SOURCE: The US-China Business Council

October 09, 2008 10:04 ET

US Companies' China Outlook: Market Growth, Tempered by Bureaucratic, Cost Challenges

WASHINGTON, DC--(Marketwire - October 9, 2008) - The US-China Business Council's (USCBC) annual survey of the China business environment finds that its member companies continue to increase sales and profitability in the third-largest market for US exports -- a market that is significantly larger when goods that are made and sold in China by US companies operating there are included.

At the same time, companies remain frustrated by bureaucratic barriers to market expansion and shortages of local managerial and other personnel.
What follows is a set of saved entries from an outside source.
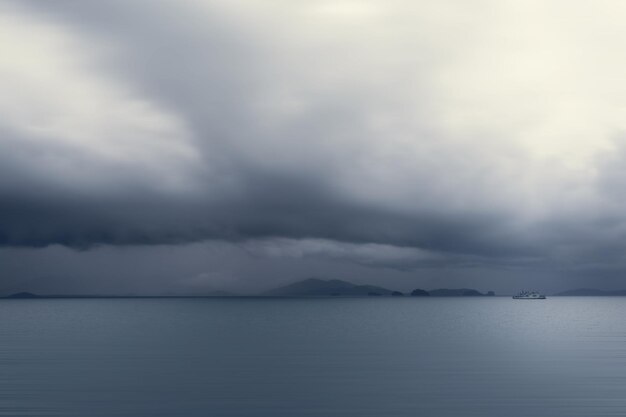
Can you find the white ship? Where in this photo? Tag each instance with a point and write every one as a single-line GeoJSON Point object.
{"type": "Point", "coordinates": [529, 295]}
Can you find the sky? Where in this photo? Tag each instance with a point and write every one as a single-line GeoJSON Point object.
{"type": "Point", "coordinates": [181, 147]}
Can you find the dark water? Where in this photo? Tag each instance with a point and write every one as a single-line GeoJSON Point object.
{"type": "Point", "coordinates": [313, 357]}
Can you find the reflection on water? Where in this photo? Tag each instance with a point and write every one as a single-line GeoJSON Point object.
{"type": "Point", "coordinates": [313, 357]}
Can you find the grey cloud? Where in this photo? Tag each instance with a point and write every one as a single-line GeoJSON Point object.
{"type": "Point", "coordinates": [288, 144]}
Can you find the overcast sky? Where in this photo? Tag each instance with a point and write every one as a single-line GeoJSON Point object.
{"type": "Point", "coordinates": [183, 146]}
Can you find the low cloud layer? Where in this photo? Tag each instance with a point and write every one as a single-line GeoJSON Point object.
{"type": "Point", "coordinates": [400, 135]}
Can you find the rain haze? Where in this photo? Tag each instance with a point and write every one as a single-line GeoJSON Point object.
{"type": "Point", "coordinates": [160, 147]}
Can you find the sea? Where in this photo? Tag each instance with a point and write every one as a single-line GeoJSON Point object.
{"type": "Point", "coordinates": [313, 357]}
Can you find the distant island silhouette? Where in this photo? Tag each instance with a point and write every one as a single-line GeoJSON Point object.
{"type": "Point", "coordinates": [311, 287]}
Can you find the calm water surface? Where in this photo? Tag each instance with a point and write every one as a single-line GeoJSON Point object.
{"type": "Point", "coordinates": [313, 357]}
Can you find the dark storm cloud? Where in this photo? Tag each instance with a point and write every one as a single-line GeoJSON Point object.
{"type": "Point", "coordinates": [182, 122]}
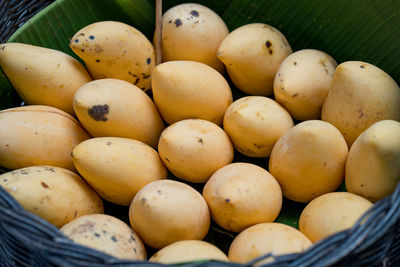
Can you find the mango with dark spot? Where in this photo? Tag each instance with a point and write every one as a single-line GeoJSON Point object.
{"type": "Point", "coordinates": [108, 234]}
{"type": "Point", "coordinates": [101, 45]}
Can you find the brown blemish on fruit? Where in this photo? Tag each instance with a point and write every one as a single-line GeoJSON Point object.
{"type": "Point", "coordinates": [49, 169]}
{"type": "Point", "coordinates": [178, 22]}
{"type": "Point", "coordinates": [258, 146]}
{"type": "Point", "coordinates": [194, 13]}
{"type": "Point", "coordinates": [268, 44]}
{"type": "Point", "coordinates": [44, 185]}
{"type": "Point", "coordinates": [98, 112]}
{"type": "Point", "coordinates": [323, 63]}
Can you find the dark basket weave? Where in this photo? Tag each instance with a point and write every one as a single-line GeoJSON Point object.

And, though optimistic about growth prospects, USCBC companies express rising concerns about PRC government policies under development that might restrict future growth in many key industries.

The full report is available at www.uschina.org/public/documents/2008/10/uscbc-member-survey.pdf.
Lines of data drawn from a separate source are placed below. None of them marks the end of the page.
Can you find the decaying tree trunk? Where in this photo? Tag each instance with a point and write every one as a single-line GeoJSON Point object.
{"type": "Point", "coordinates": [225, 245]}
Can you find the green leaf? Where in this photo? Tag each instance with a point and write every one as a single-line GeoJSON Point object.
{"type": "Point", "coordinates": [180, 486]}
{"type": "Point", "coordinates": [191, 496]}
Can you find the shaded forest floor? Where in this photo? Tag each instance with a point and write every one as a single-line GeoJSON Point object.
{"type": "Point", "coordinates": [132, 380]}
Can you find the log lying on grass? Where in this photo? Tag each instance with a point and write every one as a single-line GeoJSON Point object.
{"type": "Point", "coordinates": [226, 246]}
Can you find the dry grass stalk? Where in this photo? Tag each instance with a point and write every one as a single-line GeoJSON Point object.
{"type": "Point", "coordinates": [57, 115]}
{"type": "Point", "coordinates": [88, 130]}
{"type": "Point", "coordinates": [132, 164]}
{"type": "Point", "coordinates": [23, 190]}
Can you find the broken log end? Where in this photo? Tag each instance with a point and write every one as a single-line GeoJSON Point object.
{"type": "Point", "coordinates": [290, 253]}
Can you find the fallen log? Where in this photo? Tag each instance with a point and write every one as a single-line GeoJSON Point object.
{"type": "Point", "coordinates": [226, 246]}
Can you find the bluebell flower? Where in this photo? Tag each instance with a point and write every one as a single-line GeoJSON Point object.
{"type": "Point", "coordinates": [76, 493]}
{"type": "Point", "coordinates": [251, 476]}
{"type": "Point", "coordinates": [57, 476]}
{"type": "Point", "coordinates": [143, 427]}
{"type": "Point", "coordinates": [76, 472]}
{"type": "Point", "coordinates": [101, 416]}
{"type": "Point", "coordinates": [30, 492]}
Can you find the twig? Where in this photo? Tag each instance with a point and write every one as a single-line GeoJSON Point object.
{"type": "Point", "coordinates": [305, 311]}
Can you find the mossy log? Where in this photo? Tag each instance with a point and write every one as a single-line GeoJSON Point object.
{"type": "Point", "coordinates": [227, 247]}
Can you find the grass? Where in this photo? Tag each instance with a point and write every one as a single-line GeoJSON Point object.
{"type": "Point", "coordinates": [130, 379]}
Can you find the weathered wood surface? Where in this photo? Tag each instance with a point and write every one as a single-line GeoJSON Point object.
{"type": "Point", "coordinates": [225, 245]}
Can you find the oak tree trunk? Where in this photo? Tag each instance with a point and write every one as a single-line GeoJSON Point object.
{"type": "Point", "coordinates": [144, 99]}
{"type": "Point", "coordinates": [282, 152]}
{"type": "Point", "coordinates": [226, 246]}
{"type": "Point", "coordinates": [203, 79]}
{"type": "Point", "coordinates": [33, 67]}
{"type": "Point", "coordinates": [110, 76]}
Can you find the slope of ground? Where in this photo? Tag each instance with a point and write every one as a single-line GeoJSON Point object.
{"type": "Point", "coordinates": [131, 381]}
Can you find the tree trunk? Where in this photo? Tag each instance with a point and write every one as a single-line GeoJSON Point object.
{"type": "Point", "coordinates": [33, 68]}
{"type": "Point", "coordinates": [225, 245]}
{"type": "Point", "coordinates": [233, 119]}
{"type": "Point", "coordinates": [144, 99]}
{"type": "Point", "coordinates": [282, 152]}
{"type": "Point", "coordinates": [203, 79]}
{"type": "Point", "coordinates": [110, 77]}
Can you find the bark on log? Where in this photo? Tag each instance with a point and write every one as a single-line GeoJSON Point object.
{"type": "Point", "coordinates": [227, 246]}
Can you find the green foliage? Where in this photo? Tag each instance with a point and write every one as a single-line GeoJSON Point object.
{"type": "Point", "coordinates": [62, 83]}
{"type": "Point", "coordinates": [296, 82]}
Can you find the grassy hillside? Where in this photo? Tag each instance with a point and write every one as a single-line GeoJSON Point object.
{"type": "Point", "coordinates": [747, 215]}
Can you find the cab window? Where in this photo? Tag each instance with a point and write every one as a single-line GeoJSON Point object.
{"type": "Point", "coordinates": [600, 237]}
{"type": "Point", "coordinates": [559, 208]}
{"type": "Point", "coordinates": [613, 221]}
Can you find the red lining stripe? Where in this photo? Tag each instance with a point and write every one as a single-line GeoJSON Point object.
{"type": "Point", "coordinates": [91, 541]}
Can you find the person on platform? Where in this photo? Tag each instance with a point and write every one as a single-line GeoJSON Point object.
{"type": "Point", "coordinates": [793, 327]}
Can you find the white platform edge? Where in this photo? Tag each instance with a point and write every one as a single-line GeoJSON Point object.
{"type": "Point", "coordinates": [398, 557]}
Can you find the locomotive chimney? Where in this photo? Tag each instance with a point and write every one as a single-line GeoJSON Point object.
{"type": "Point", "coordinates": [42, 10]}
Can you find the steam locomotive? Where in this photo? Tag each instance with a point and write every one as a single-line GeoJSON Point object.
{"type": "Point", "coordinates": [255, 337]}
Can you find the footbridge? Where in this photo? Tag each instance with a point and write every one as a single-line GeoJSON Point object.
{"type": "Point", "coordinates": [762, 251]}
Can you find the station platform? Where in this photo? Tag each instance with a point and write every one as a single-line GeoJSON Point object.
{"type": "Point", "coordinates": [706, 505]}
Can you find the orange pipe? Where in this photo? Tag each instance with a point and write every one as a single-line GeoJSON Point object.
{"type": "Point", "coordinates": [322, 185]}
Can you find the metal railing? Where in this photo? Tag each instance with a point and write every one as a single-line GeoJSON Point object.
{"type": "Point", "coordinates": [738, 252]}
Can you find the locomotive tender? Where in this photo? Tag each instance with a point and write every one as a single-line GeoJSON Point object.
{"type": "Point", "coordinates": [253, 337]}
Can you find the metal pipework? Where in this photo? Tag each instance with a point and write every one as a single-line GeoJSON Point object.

USCBC Members' Top 10 Issues

1.  (Tie) Administrative licensing
1.  (Tie) Human resources: Talent recruitment and retention
3.  Cost increases
4.  Transparency
5.  Uneven enforcement of PRC laws
6.  Intellectual property rights enforcement
7.  Competition and overcapacity
8.  Developing sales and distribution channels
9.  PRC Customs and trade administration
10. Protectionism in China

USCBC members highlighted the following concerns:

--  Administrative licensing:  Last year's number-two issue, companies
    find China's business- and product-licensing bureaucracy a major headache,
    with no improvement over the past 12 months. The slow, opaque, and
    inconsistent licensing process impedes both market entry and subsequent
    expansion.
--  Human resources:  Finding and keeping top and mid-level local talent
    in a competitive hiring environment remains a day-to-day challenge. Salary
    increases in some fields can top 20 percent per year. This was the top
    issue in the survey for the past three years.
--  Rising costs:  As forecast in last year's survey, rising costs
    rocketed into the top 10 this year, in the form of higher costs for labor,
    materials, and taxes.
--  Rule of law:  Legal issues remain firmly in the top 10, with
    insufficient regulatory transparency, uneven enforcement of laws, and
    inadequate intellectual property rights protection all in the top 10 --
    despite some improvements in all three.
    

The Path Ahead: Optimism, Yet Rising Concerns about Economic Nationalism

--  USCBC members remain optimistic about expanding their businesses in
    China, with 90 percent optimistic or somewhat optimistic about prospects
    over the next five years.
--  Concerns about protectionism in China remain a top 10 issue, however.
    Policies under development that might restrict investment expansion, favor
    domestic technologies and product standards, and protect certain "pillar"
    industries and "national champions" have 82 percent of respondents very or
    somewhat concerned.
    

Once Again, Some Results Correct Popular Misperceptions

--  US companies invest in China to reach the China market:  Ninety-two
    percent of respondents cite this as their main objective for establishing
    operations there. Far behind are investments made to export to other
    markets (26 percent) or the US market (23 percent). So, who is doing all
    that exporting from China? Much of it is from Asian companies that have
    been exporting to the United States for decades -- but now have facilities
    in China. The rising costs cited above may be affecting those companies
    most.
--  Companies can make money in China:  Eighty-eight percent of
    respondents say they are profitable in China, and 81 percent say their
    profit margins in China are the same or better than their company's global
    margins.
--  US companies serve as models for better business practices and working
    conditions in China:  Eighty-three percent of respondents pay higher wages
    than their domestic counterparts. More than 90 percent bring their global
    workplace safety practices to their China facilities, which two-thirds say
    exceed local requirements.
    

The US-China Business Council (USCBC, www.uschina.org) is the leading organization of US companies engaged in business with the People's Republic of China. Founded in 1973, USCBC provides extensive China-focused information, advisory and advocacy services, and events to roughly 250 US corporations operating within the United States and throughout Asia.